What Now For the ACA?

Repeal is guaranteed. As for ignoring the millions of newly uninsured and uninsurable people, there will probably be a lot of talk about what to do. But nothing will happen, because that would require the Republican majority to agree on a replacement. And it will be impossible for them to agree. They will never be able to find a majority for any “replace” bill, but will easily get a majority to repeal.

So 2 and 4 and 6 years down the line, with millions more uninsured and nothing done, are the Republicans going to lose their majority? Seems pretty doubtful. They were just elected pretty decisively, yes? And it’s not like if a few more Democrats get elected we could suddenly have sensible health care reform, so what incentive do the newly uninsured have for voting democrat?

Yeah, I’m not sure why people seem surprised about it. But in the current climate, there really is no way that ACA doesn’t get repealed, and replaced with nothings.

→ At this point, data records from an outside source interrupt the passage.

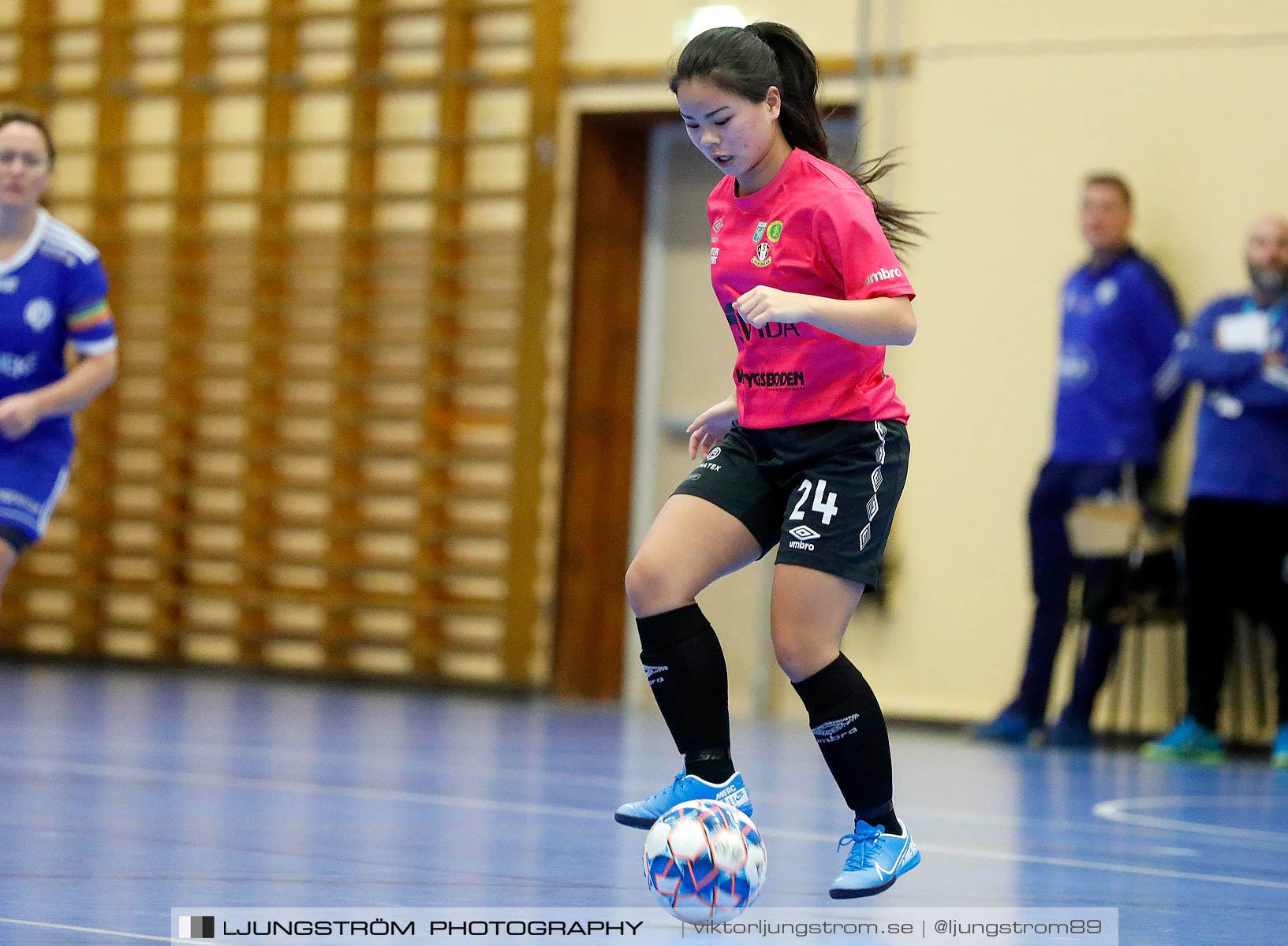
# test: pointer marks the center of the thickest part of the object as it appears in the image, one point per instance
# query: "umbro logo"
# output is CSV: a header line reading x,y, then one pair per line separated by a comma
x,y
835,730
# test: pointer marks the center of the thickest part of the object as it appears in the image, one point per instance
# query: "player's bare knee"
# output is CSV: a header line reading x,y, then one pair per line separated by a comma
x,y
649,587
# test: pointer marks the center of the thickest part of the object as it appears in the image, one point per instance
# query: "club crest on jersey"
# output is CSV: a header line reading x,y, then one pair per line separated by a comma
x,y
38,315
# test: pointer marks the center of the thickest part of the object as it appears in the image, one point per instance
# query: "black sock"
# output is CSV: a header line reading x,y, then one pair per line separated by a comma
x,y
708,765
687,673
850,732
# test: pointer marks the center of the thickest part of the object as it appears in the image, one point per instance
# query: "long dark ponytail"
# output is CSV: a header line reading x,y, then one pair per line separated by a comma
x,y
746,61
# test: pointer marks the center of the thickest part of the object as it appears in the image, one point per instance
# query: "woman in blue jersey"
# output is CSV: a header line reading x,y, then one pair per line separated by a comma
x,y
53,294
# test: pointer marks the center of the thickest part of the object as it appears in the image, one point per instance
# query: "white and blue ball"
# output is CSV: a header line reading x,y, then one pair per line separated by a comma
x,y
705,862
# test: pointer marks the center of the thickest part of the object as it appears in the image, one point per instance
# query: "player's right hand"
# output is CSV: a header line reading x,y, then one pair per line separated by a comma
x,y
711,426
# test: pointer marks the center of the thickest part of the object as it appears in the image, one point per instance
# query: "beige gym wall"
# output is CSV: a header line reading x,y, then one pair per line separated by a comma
x,y
1007,106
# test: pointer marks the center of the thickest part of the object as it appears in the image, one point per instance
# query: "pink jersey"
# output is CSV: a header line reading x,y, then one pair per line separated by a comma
x,y
812,229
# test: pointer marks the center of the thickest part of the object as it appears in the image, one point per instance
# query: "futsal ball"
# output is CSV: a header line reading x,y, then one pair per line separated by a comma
x,y
705,862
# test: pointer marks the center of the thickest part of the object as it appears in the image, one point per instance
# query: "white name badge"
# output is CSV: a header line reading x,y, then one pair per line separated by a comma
x,y
1245,333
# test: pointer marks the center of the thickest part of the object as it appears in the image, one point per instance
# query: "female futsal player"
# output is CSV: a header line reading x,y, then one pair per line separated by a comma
x,y
53,292
809,455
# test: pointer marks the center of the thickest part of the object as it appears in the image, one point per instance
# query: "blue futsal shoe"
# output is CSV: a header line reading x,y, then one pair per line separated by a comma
x,y
684,788
876,860
1189,740
1010,726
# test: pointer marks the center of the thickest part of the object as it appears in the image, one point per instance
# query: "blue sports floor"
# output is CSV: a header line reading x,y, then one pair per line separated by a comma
x,y
129,791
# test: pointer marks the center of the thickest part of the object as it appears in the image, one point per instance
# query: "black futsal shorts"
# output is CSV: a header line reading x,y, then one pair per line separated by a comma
x,y
824,493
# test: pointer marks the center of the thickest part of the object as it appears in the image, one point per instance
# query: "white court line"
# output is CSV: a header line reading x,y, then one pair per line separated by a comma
x,y
99,932
1063,862
1121,810
49,766
528,774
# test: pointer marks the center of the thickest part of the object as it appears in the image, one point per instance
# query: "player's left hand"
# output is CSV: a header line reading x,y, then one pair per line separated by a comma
x,y
765,304
18,415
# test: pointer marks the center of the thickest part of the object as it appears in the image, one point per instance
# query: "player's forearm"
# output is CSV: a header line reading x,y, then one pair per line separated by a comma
x,y
84,382
879,321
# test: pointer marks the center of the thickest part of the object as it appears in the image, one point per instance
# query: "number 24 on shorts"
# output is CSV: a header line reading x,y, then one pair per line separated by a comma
x,y
827,506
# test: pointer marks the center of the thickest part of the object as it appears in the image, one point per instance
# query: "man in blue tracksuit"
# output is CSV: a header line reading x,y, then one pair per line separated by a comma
x,y
1237,516
1119,321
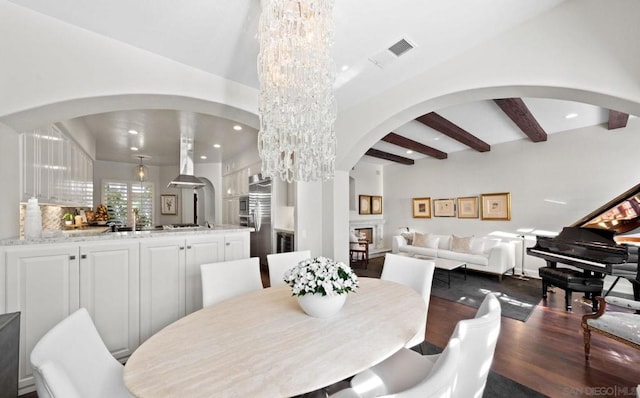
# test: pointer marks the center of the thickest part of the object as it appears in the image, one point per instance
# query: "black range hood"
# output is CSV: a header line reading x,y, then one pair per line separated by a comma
x,y
186,179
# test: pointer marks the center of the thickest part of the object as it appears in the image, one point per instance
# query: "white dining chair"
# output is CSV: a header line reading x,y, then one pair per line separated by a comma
x,y
279,263
478,337
439,381
227,279
418,275
71,361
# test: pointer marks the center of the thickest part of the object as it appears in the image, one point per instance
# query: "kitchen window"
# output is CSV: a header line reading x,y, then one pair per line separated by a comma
x,y
121,197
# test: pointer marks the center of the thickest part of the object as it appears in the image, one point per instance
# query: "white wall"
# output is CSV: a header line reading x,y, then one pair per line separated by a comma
x,y
213,173
10,199
584,168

It will be a generation or more before we can revisit a national healthcare plan. How many will die, suffer, or go broke due to this is anyone’s guess, but it will not cause a single tear in a GOP’ers eye.

I am curious, leaper and F-P, if you don’t mind, did you vote more towards the D, or towards the R this time around?

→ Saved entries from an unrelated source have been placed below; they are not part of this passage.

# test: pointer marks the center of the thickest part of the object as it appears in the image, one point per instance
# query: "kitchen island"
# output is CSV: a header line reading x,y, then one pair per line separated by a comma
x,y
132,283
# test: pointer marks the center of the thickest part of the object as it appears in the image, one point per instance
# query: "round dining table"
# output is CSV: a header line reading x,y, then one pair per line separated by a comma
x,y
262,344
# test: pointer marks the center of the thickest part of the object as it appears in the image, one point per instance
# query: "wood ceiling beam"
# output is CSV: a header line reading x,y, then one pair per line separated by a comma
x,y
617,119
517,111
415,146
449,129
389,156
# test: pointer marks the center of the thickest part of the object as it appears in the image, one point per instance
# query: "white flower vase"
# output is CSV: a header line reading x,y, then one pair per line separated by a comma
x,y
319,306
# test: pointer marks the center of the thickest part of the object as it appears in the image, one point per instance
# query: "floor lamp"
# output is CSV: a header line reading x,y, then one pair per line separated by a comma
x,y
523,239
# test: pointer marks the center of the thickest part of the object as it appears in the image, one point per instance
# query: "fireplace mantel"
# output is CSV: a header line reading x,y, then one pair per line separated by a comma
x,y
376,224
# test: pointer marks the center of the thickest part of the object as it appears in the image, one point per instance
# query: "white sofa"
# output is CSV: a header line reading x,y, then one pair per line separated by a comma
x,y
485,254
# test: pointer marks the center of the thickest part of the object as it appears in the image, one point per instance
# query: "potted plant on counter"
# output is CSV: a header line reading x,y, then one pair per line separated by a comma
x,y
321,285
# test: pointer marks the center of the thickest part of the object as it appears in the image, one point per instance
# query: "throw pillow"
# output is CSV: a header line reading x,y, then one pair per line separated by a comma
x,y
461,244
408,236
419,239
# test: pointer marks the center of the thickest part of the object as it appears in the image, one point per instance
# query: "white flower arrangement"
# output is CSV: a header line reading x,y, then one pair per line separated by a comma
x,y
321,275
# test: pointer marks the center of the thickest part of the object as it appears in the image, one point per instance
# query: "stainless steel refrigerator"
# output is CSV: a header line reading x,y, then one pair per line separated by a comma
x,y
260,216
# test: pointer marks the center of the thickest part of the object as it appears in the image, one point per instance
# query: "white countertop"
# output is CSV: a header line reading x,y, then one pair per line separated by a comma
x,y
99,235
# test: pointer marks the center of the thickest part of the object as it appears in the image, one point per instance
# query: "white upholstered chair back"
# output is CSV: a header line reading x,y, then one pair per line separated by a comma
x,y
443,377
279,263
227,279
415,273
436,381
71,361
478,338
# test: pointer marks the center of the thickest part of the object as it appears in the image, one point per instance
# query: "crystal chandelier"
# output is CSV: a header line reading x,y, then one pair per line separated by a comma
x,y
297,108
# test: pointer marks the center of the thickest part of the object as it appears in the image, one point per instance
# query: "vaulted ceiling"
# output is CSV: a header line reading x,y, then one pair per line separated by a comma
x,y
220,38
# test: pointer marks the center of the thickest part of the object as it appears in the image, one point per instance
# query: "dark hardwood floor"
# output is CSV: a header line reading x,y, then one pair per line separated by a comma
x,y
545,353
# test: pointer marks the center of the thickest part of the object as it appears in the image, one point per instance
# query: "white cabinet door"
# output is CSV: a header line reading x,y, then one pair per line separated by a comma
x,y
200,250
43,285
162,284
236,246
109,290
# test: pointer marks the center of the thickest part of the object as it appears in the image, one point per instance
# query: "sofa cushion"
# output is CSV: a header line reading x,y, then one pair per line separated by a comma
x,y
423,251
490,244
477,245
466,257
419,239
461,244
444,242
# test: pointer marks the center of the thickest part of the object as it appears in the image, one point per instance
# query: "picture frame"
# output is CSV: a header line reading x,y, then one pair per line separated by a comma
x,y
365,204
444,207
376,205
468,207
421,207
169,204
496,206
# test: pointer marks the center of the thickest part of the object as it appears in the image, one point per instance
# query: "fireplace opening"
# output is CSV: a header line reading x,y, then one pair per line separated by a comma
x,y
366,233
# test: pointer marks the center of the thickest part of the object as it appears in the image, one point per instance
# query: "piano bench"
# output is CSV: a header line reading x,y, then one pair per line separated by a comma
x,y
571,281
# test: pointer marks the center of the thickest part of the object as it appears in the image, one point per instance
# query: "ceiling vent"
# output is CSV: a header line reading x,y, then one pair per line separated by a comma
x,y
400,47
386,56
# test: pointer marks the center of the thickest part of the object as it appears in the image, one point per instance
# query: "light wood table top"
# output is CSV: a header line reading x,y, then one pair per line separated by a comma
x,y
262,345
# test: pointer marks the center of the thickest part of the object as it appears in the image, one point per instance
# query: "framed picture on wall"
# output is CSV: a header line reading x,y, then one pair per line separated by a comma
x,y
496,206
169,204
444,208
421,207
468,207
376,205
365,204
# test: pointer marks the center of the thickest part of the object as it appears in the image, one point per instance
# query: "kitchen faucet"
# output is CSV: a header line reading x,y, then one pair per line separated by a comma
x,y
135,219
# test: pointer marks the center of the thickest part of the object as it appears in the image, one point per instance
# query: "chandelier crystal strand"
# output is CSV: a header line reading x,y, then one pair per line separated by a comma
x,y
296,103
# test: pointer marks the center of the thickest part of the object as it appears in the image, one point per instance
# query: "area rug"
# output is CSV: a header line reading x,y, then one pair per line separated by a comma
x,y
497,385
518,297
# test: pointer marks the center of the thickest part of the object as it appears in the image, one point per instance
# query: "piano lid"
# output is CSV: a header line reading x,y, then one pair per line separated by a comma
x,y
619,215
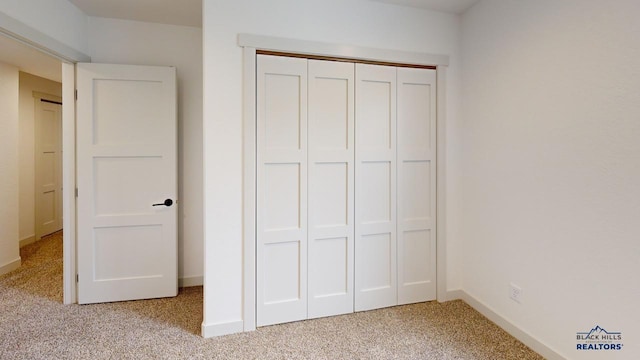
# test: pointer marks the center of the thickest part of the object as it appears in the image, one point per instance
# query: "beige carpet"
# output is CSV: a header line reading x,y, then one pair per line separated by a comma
x,y
35,325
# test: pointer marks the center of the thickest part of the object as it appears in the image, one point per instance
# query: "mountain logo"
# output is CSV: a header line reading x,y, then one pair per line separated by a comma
x,y
599,339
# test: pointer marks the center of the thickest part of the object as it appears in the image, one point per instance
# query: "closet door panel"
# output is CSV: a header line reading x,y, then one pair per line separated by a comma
x,y
331,188
281,190
416,185
375,242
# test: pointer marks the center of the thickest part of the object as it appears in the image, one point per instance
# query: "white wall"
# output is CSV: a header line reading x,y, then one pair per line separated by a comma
x,y
354,22
9,253
139,43
551,159
57,19
28,84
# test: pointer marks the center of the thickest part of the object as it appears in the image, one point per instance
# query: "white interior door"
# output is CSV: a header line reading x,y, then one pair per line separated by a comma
x,y
48,165
331,188
281,284
416,185
127,182
375,209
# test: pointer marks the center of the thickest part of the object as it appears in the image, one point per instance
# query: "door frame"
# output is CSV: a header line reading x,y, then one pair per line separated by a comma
x,y
250,45
69,56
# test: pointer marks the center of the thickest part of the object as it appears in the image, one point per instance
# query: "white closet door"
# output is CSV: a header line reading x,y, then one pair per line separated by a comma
x,y
281,190
331,187
375,242
416,185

If you voted towards the D, then I sympathize. I understand your shock that republicans could dismantle something and cause great harm in the doing of it, but they are also going to be voiding same sex marriages as soon as they get their justice seated, it’s not like they actually care about people, especially not people who didn’t vote for them. If you voted towards R, then what are you talking about? This is why you voted for them. Or at least, this is why they think you voted for them. If you voted R, this is the consequence of your vote. Revel in it. Rejoice in it. If it wasn’t what you thought it would be, then maybe listen to reason next time. If you voted R, and did not want to see millions of people kicked off of insurance, then maybe give your congresscritter a call, see if they listen to you.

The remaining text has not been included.